Continuous expos ure to either drug individually for as long as 48 hours was unable to robustly induce H2AX staining, appearing in only 10% or selleck chemicals Brefeldin A less of treated cells. When combined, however, the same concentrations of MK 1775 and MK 8776 demonstrated synergistic induction of H2AX in as many as 45% to 75% of treated cells, which was maximally induced by 24 hours. In addition to their effects on DNA metabolism, both WEE1 and CHK1 inhibitors are known to disrupt the G2 M cell cycle checkpoint and accelerate mitotic entry. There fore, to determine whether premature mitosis could con tribute to the synergism of MK 1775 and MK 8776, the mitotic index of treated cells was scored using the mitotic marker phosphorylated serine 28 of histone H3.
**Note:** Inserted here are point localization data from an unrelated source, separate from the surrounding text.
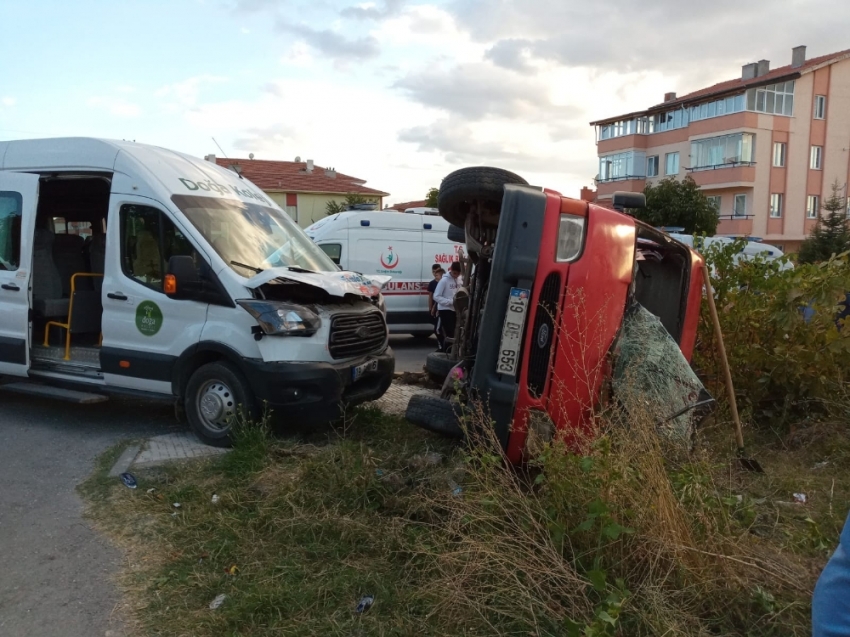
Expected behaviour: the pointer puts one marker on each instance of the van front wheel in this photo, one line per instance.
(217, 398)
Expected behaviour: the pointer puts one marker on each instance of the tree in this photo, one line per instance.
(334, 207)
(831, 234)
(678, 203)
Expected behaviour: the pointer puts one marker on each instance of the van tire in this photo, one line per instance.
(217, 397)
(438, 365)
(435, 414)
(478, 183)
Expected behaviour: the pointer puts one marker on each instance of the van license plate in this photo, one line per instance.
(368, 366)
(512, 332)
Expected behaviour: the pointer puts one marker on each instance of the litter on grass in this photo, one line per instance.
(365, 603)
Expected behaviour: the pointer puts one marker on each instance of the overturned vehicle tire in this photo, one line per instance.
(435, 414)
(481, 184)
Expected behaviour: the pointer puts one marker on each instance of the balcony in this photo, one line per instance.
(733, 173)
(607, 187)
(736, 225)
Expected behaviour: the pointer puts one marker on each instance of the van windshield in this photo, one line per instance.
(250, 237)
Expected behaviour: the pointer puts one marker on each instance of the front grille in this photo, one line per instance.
(356, 334)
(543, 334)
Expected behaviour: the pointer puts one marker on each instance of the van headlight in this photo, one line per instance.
(570, 238)
(282, 319)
In both HT 29 and, to a lesser extent, A2058 cells, we observed a more than additive increase of pHH3 positive cells in the combination treated population, indicating that accelerated or premature mitosis can indeed result from combination treatment. Interest ingly, however, no increase in pHH3 positive cells was observed when LoVo cells were treated with the combin ation despite equally robust inhibition of cell proliferation and induction of DNA damage as in the A2058 and HT 29 cells. This suggests that DNA damage is the primary mech anism underlying the cytotoxic synergy of WEE1 and CHK1 inhibitors, whereas premature mitosis may or may not contribute as a secondary mechanism of action. To better determine whether DNA damage is associated with the anti proliferative effect of the drug combination, we analyzed three less responsive cell lines for induction of H2AX or pHH3.
We treated KPL 1, NCI H460, and T47D cells each with 150 nM MK 1775, 300 nM MK 8776, or both. These drug concentrations are equal to or in ex cess of those used for the three sensitive cell lines. As expected, only minimal effects were observed on cell via bility. In KPL 1 cells we observed induction of H2AX, though unlike all three sensitive lines, the DNA damage in the combination treated sample was not maximally induced by 24 hours, did not exceed 32%, and was not ob viously supra additive. This cell line did not show an in crease in pHH3 positive cells when treated with the combination. Neither NCI H460 nor T47D cells showed any appreciable evidence of DNA damage or premature mitosis, supporting the notion that MK 8776 and MK 1775 synergize to inhibit cell proliferation by inducing DNA damage in sensitive cell lines.
DNA damage is present in the S phase population of cells and is CDK dependent Both siRNA knockdown and pharmacologic inhibition of WEE1 are known to result in damaged DNA specifically in S phase cells. Cell cycle analysis based Cilengitide on DNA content of the three sensitive cell lines above demonstrated that DNA damage caused by the MK 1775 and MK 8776 combination is detected in S phase.